On one hand for the Pittsburgh Penguins, life is very good. They have won nine straight games, and Evgeni Malkin hasn’t even made his season debut. They have the best penalty kill in the league. Their 5-on-5 play has been terrific under the systems and coaching of Mike Sullivan, the Pens are hanging around the top five in the NHL this season in expected goals for per 60 minutes AND in the top five lowest for expected goals against per 60.
But anyone who can remember as far back as last May will remember that the Pittsburgh goaltending can be an Achilles heel. While Tristan Jarry has been exceptional in 2021-22 and certainly worthy of the starting job, it would be incredibly foolish for the Pens to not have a solid backup option, just in case they need to turn to a different goalie in the playoffs.

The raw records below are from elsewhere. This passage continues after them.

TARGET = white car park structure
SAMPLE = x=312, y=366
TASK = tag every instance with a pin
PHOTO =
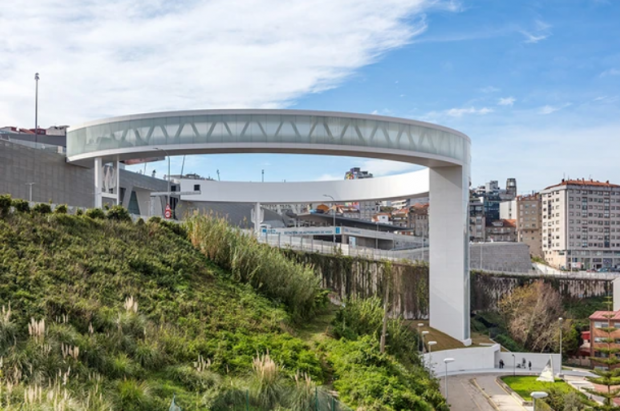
x=445, y=152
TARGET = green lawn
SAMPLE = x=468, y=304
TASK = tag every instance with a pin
x=525, y=385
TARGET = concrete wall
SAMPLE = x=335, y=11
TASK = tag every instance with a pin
x=63, y=183
x=54, y=179
x=465, y=359
x=538, y=360
x=485, y=359
x=506, y=257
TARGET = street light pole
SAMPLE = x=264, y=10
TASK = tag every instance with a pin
x=30, y=191
x=560, y=320
x=447, y=361
x=430, y=356
x=36, y=109
x=420, y=332
x=167, y=155
x=334, y=205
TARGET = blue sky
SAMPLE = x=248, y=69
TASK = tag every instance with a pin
x=535, y=84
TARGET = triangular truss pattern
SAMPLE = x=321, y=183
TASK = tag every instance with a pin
x=281, y=128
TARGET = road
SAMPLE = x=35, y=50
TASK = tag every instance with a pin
x=465, y=393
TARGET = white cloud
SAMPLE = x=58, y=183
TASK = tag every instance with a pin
x=110, y=57
x=506, y=101
x=610, y=72
x=459, y=112
x=490, y=89
x=539, y=32
x=547, y=109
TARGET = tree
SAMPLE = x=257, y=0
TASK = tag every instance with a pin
x=531, y=313
x=610, y=376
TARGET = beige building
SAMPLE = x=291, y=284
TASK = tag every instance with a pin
x=581, y=224
x=529, y=222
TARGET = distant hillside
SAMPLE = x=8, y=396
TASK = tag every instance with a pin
x=100, y=313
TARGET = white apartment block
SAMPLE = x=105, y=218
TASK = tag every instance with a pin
x=581, y=224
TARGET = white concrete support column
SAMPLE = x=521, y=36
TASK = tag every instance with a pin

Unfortunately given the performance of Casey DeSmith this season, they still need to find a solid backup option.
DeSmith has surrendered 3+ goals in 11 of his last 14 starts now, dating back to last season. DeSmith grades out as one of the worst goalies in the NHL this season, with a .897 5v5 save% (60 out of 62 NHL goalies with 300+ minutes this season) and in all situations has an unimpressive .888 save% on the season. DeSmith has an overall -5.01 Goals Saved Against Average, also ranking near the bottom of the league.
After playing on Sunday and not performing well, giving up five goals including an embarrassing ricochet from an off-target shot that helped fuel San Jose’s comeback attempt, DeSmith got another shot last night.
The Pens dominated the game, only allowing four first period shots, but then took a penalty late in the first. DeSmith was not there to pick them up, allowing Brayden Schenn to blow a shot past him just 20 seconds into the second period. A defensive breakdown from the Pens’ top pair contributed to a second goal against. Then Bryan Rust scored to get Pittsburgh some hope and momentum, only to watch DeSmith give it back by allowing a long-range shot just 19 seconds later.
It had only been 26 minutes into the game, but DeSmith surrendered three goals in a situation where it would be hard to imagine giving up any more. Sullivan had seen enough, taking the fairly rare choice to change netminders after only allowing three goals.
“I didn’t think Case was tracking it as well as he has been, so I just felt it was the right thing to do at the time for the team,” Sullivan said after the game. “That’s why we decided to make the change. It doesn’t diminish how we feel about Casey.”
For Sullivan, a coach who admittedly doesn’t like to chastise or be negative openly about players, that is about as harsh a public commentary as he will offer. Sullivan pulled out a quick hook, and it worked — Tristan Jarry did what he has done all season (perform awesomely) and the Pens roared back to win a game that they surely wouldn’t have won given the trajectory DeSmith had them on.
It does not benefit Sullivan to say something probably closer to the truth about DeSmith openly, since he might need to play DeSmith next game if Jarry rolls an ankle or has a stomach bug. It does Sully no good not to try and pump DeSmith up or keep things positive.
But general manager Ron Hextall doesn’t need to feel that way. Hextall has been on the job for almost a year, and has just a word like “observer” for his main role. He has quietly sat above all practices and games, taking in all the data. Clearly 95%+ of what he sees, he likes, as he hasn’t needed to make many changes. After all, the Pens have won a vast majority of the games since Hextall has been hired.
Changes though, will be in the air, if only because it’s professional hockey and nothing really lasts all that long. Hextall may have even started, in classic fashion, without many people noticing. He trimmed Sam Lafferty off the roster yesterday in a trade. Lafferty has been with the organization in some form or facet for almost a decade, yet had plateaued recently and wasn’t looking like he had much to offer going forward. And now he is gone.
With that in mind, Hextall has to really be concerned about what his backup goaltending situation is looking like now. DeSmith has struggled and recent chances to see if he could turn it around have failed. This is now an area that will require Hextall to address, lest he temp going into the playoffs without a viable option that the coach can be comfortable relying on. After last night and pulling DeSmith on just a third goal against, clearly that is not the case for the Pens right now where they can rely or should have any sort of confidence in the way their backup is playing.
There will be complications since Pittsburgh is tight to the salary cap. They don’t have a ton of assets to give up, and Hextall has been stingy about using his trade chips. But there is no more important position in hockey than the goaltender, and a rare weakness on these days with this roster has clearly emerged. At this point it now is on the general manager to upgrade and give the team the best chance moving forward.
Zero fans or insiders or media members had Jeff Carter to Pittsburgh on their radar last year, and yet it was a perfect fit by Hextall to add a veteran center who could help the team. If Hextall follows that mold, it might be best to predict the unpredictable for what direction he may choose to add, but at this point the observant former goalie can’t ignore the developing problem on his hands with this roster.